Hoje, com os avanços na área da genética, sabemos que as mudanças aleatórias
ocorrem no DNA e que elas, na maioria das vezes, não trazem vantagens evolutivas ao
organismo, podendo mesmo ser prejudiciais.
Um ponto importante a se destacar é que evolução não é sinônimo de progresso.
Darwin foi criterioso e em seus textos não há uma linha sequer a respeito de melhoria
das espécies (o que não significa que, em alguns casos, isso possa de fato ocorrer). Tal
interpretação foi dada por Herbert Spencer (1820-1903), um notório filósofo
evolucionista da época.
Ser mais bem adaptado não significa ser melhor ou mais desenvolvido. Animais
simples como bactérias, por exemplo, são mais bem sucedidos que o homem em
termos evolutivos.
Macacos
A seleção natural não explica somente mudanças ao longo do tempo, mas também o
aparecimento de novas espécies. Segundo a teoria, todos os seres vivos descendem
de um organismo primordial e se diversificam no processo evolutivo.
Em "A Origem das Espécies" Darwin evitou tratar da evolução humana. Faria isso mais
de dez anos depois com a publicação de "A Descendência do Homem" (1871),
encorajado pelos trabalhos de Thomas H. Huxley (1825-1895), o maior defensor de
sua obra. No livro, ele afirma que os parentes vivos mais próximos do homem são
gorilas e chipanzés. Foi o bastante para ser ridicularizado em jornais ingleses.
A coleta e registro de fósseis, bem como análises de cadeias de DNA, comprovaram a
tese do naturalista. A ciência sabe, hoje, que o ancestral mais remoto do homem viveu
na África há cerca de sete milhões de anos.
Porém, faltam peças no quebra-cabeça da linhagem humana. A árvore genealógica do
hominídeo não é linear, pelo contrário, comporta diferentes ramos que não se
desenvolveram.

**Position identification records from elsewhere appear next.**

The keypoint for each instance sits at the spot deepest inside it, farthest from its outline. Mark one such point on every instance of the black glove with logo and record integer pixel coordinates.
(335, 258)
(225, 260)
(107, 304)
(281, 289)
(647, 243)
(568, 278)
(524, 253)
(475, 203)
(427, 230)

São nove espécies diferentes e outras tantas ainda desconhecidas
como aquela que há milhares de anos originou homens e macacos.
Por esta razão, é um erro dizer que descendemos dos macacos. Na verdade, temos
ascendentes em comum.
Deturpações
Outras leituras equivocadas deram origem, no final do século 19, ao chamado
darwinismo social, que propunha explicar o comportamento dos indivíduos em
sociedade por intermédio da seleção natural.
O conjunto de teses pseudocientíficas serviu para compreender desde uma suposta
inferioridade racial até tendências criminosas, além de justificar a competição acirrada
no mercado capitalista, onde "somente os mais fortes sobrevivem". Nada mais
estranho ao que Darwin propunha com a teoria da evolução.
Talvez a mais desastrosa apropriação da obra darwinista tenha sido a eugenia,
proposta pelo cientista britânico Francis Galton (1822-1911), primo de Darwin, como
método de aperfeiçoamento genético de raças pela seleção artificial - basicamente,
casamentos arranjados entre indivíduos considerados mais inteligentes, fortes e
saudáveis. Os nazistas usaram técnicas de eugenia em programas de limpeza étnica
durante a Segunda Guerra Mundial (1939-1945).
Mais recentemente, surgiram correntes mais científicas, como a sociobiologia, nos
anos de 1970, e a psicologia evolutiva, nos anos de 1990, apesar de também serem
muito criticadas pelos evolucionistas.
Criacionismo
Atualmente, o maior adversário da teoria da evolução de Darwin é o movimento
criacionista". Os criacionistas se opõem ao ensino do darwinismo nas escolas desde os
anos de 1920 nos Estados Unidos, pelo fato das descobertas contrariarem dogmas
religiosos.
Em sua última versão, propuseram a teoria do "design" inteligente para tentar provar
a existência de uma inteligência superior (que pode ser Deus) orientando a evolução
das espécies, ao invés do mero acaso de mutações genéticas.
Os criacionistas argumentam que o pensamento darwinista é incoerente e está em
crise (o que não é verdade). Além disso, dizem que, democraticamente, a hipótese do
"design" inteligente deveria fazer parte dos currículos escolares, ao menos como
teoria alternativa.
A mensagem de Darwin é incômoda: não somos superiores aos outros seres que
habitam este planeta; não caminhamos, necessariamente, para um mundo melhor; e
nem somos donos de nosso destino. Aceitar esta lição de humildade talvez seja o
caminho para habitarmos o planeta pelos próximos 200 anos.